Confucius, Lao-Tseu et Bouddha 

Ils n’ont pas toujours été ces négociants prospères, riches hommes d’affaires ou économistes, de haute volée. Et si Mao Zedong et les communistes n’avaient pas pris le pouvoir en Chine, ils auraient été plus nombreux à rentrer chez eux. En s’installant à Maurice durant l’ère française, les Chinois, essentiellement de la communauté Hakka (qui signifie hôte), ont aussi dans leurs maigres valises les enseignements de Confucius, Lao-Tseu et Bouddha. En d’autres mots : la discipline, le respect, la grandeur, le respect des aînés et la probité entre autres. 

Ces points cardinaux de cette culture millénaire leur seront importants lorsqu’ils s’installeront dans le milieu rural de Maurice, au cœur même des camps sucriers, pour commercer riz, sucre, sel et autres commodités alimentaires de base. La réalité économique et sociale des camps sucriers imposera aux boutiquiers chinois d’expérimenter avec succès la vente au détail et le crédit qui finiront par devenir une véritable particularité chinoise. C’est de là que naîtra le fameux petit carnet rouge (comme le petit livre rouge de Mao !), où le boutiquier chinois tiendra compte de ses ventes à crédit. 
‘Cahiers crédits’

Par la suite, on viendra beaucoup gloser sur ces ‘cahiers crédits’ pour attribuer à leurs tenants des chiffres grossis. Mais sans ces petits livres de compte, il aurait été sans doute impossible aux laboureurs et artisans de rester debout dans les champs et les usines. Ce qui permet à l’auteur de décrire ces boutiques comme le centre nerveux du village si bien qu’« elle s’est même transformée en une antenne du ministère de l’Information.  La vie gravitait autour de la boutique devenue un centre de recréation et de loisirs. Si la boutique éternuait, tout le village s’enrhumait. Le boutiquier exerçait une influence quasi-magnétique sur la vie du village. Un mariage n’avait pas eu lieu aussi longtemps que le boutiquier ne donnait pas son consentement pour une ligne de crédit… Ce qu’il ne tardait pas à faire. Pourtant, il savait que les comptes resteraient bien souvent impayés, même après la naissance du premier enfant du couple. »

Kreol et bhojpuri  

Une des prouesses de ces boutiquiers de l’île Maurice rurale, lesquels avaient leur propre langue, a été leur faculté à se fondre dans une culture souvent difficile grâce à leur aisance à s’approprier le kreol et le bhojpuri. Aujourd’hui encore, la nouvelle génération des hauts professionnels sino-mauriciens préfère le kreol au français et à l’anglais, conscients que la langue maternelle reste le meilleur moyen de communication de masse. Ce haut sens du ‘pratique’ s’est aussi exprimé lorsque les différents clans de la communauté ont dû trouver des éléments d’homogénéisation à travers la célébration des principales fêtes, valeurs et traditions ancestrales et l’alimentation. 

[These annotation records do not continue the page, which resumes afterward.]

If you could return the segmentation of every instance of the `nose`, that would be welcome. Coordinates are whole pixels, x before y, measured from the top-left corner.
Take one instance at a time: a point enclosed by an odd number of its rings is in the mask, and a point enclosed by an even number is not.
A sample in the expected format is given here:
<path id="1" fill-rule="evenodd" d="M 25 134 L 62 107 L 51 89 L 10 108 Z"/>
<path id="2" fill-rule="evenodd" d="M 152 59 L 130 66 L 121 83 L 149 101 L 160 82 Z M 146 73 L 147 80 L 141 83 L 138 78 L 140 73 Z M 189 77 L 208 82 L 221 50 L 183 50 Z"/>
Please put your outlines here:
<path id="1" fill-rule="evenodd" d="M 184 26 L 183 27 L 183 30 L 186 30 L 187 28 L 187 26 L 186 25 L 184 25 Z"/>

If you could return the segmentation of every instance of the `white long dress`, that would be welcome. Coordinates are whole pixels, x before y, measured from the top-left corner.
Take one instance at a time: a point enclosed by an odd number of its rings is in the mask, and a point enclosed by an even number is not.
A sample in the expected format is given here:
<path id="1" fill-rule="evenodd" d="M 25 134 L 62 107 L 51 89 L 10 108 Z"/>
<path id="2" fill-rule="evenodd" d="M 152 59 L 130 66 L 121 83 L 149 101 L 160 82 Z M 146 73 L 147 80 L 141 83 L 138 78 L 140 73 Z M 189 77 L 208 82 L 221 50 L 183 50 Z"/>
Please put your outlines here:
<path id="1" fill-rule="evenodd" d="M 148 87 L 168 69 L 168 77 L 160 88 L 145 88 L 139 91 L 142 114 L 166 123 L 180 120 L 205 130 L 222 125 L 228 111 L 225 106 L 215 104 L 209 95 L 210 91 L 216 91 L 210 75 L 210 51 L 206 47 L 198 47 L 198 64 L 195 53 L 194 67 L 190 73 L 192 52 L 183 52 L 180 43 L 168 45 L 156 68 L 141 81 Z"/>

Sans doute plus que dans d’autres communautés, la solidarité et l’entraide ont été des facteurs qui auront permis aux Sino-Mauriciens de réaliser les progrès économique et social, ce qui les a aussi intéressés à se joindre au combat politique dès les années 60. Les grandes familles de cette communauté ont été ainsi divisées sur l’enjeu de l’indépendance de l’île, s’engageant au Parti Mauricien Social-Démocrate (PMSD) ou au Parti travailliste (PTr), selon leurs opinions respectives. Au plus fort du mouvement contestataire emmené par le Mouvement militant mauricien (MMM) dans les années 70, Noël (Nono) Lee Cheong Lem s’était fait élire à Port-Louis. À ce jour, le Parlement compte deux Sino-Mauriciens, à savoir Karen Foo Kune-Bacha (MMM) et Michael Sik Yuen (PTr), témoignant de l’intérêt de cette communauté à participer activement à la procédure de prise de décisions nationales.

Usines de textile à Maurice

Faut-il ici rappeler que cette communauté est sans aucun doute pionnière dans la diversification de l’économie mauricienne dans les années 70-80 lorsque le Professeur Édouard Lim Fat et Sir Moilin Ah Chuen ont compris les bénéfices que l’île Maurice pouvait obtenir du retour de Hongkong dans l’orbite chinoise, en s’investissant dans des campagnes de promotion à Hongkong et Taiwan afin d’attirer les investisseurs de capitaux chinois à venir implanter leurs usines de textile à Maurice. L’auteur cite également des personnalités du secteur économique, comme Georges Chung Tick Kam et Kee Cheong Lee Kwong Wing, qui ont soutenu le gouvernement pour aider à la mise sur pied des institutions comme le Mauritius Audit Bureau (MAB).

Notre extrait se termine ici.